Anschlussunterbringung: Bürgerinformation zu Flüchtlingsquartier Haagen / Kontroverse Diskussion

Noch vor der Sommerpause wird der Gemeinderat entscheiden, ob die Anschlussunterbringung (AU) für Flüchtlinge in Haagen gebaut wird oder nicht. Pro und Contra zu dem von der Verwaltung favorisierten Standort „Neumatt-Brunnwasser“ wurden in der Bürgerinformation am Montag kontrovers diskutiert.

Von Peter Ade

Lörrach-Haagen.
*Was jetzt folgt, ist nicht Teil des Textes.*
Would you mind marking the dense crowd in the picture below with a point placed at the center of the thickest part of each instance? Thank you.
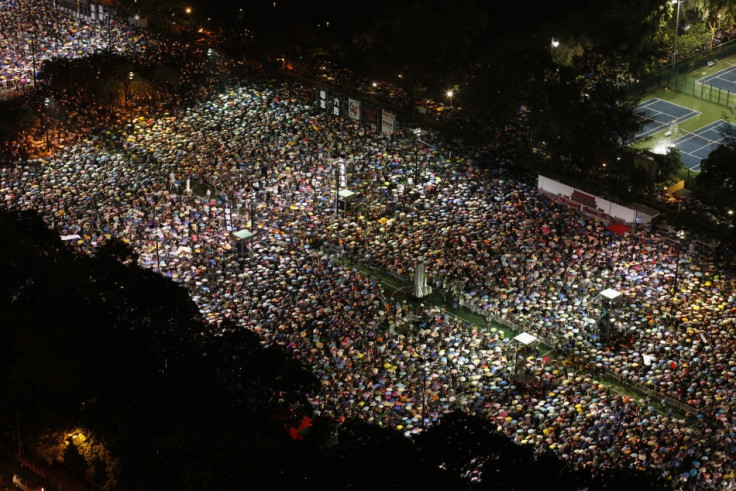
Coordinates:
(485, 235)
(482, 233)
(38, 31)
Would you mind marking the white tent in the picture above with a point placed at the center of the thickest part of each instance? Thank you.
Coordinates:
(610, 294)
(525, 338)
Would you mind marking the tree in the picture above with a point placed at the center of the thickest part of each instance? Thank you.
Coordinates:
(669, 164)
(718, 172)
(425, 44)
(118, 353)
(715, 13)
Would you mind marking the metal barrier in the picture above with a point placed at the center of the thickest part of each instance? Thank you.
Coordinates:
(556, 346)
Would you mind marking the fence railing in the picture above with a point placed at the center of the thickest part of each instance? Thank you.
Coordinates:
(552, 343)
(702, 90)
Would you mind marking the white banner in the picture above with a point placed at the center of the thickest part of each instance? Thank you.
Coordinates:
(387, 122)
(354, 109)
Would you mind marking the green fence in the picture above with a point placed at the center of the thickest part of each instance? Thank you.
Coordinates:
(688, 85)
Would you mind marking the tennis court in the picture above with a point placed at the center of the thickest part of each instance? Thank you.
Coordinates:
(724, 79)
(657, 115)
(696, 146)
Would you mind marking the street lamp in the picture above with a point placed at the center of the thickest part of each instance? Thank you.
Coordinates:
(44, 113)
(417, 134)
(677, 28)
(680, 236)
(554, 43)
(130, 102)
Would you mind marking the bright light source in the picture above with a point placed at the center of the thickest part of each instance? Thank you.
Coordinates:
(661, 149)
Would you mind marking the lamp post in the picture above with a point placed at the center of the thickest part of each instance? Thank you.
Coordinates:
(33, 52)
(553, 44)
(44, 113)
(417, 134)
(677, 29)
(131, 75)
(680, 236)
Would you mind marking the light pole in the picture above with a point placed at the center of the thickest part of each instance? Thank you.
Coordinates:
(677, 29)
(417, 134)
(44, 113)
(552, 45)
(33, 52)
(680, 236)
(130, 101)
Bürgermeister Michael Wilke brachte den Standpunkt der Stadt vor rund 180 Zuhörern in der Alten Halle Haagen auf den Punkt: „Wir stehen in dieser Frage mit dem Rücken zur Wand.“ Angesichts der Herausforderung, nach Auflösung der Gemeinschaftsunterkünfte (GU) rund 200 Personen zu integrieren, seien Behelfsbauten (Modulbauten) „dringend notwendig“.

Das aus städtischer Sicht geeignete Gelände an der Hornbergstraße hat laut Wilke Quartierscharakter. Gemeinschaftsräume für Sprachunterricht und Bürgertreffen sowie Büros für Hausmeister und Sozialarbeiter böten sich an (wir berichteten ausführlich).

„Heute Abend fällt keine Entscheidung, die trifft demnächst der Gemeinderat“, betonte Oberbürgermeister Jörg Lutz zu Beginn der Veranstaltung mit der Integrationsbeauftragten Inga Schwarz und Pfarrer Thorsten Becker von der katholischen Kirchengemeinde, die das Grundstück zur Nutzung bereitstellen würde.

Die bisherigen vier Gemeinschaftsunterkünfte, so Lutz, hätten nicht zuletzt dank vieler ehrenamtlicher Helfer „immer gut funktioniert“. Deshalb bitte er weiterhin um „Vertrauen, Wohlwollen und Großzügigkeit“.

Betreuung vor Ort und Integrationsarbeit erfolgen für Menschen nach zweijährigem GU-Aufenthalt, denen bereits Asyl zugesprochen wurde. Geplant sind unter anderem ein sogenanntes Welcome-Center, Sozialbetreuung und die Erstellung eines Integrationsplans für jeden Flüchtling.

Für die zu erwartenden 50 Kinder unter 18 Jahren gibt es nach Ansicht der Stadt „ausreichend Betreuungsplätze“ in umliegenden Kindergärten und ab Frühjahr/Sommer Krippenplätze zur Versorgung von U3-Kindern in der Alten Schule Haagen. Grundschüler könnten an den Schulen der Ortsteile gut untergebracht werden.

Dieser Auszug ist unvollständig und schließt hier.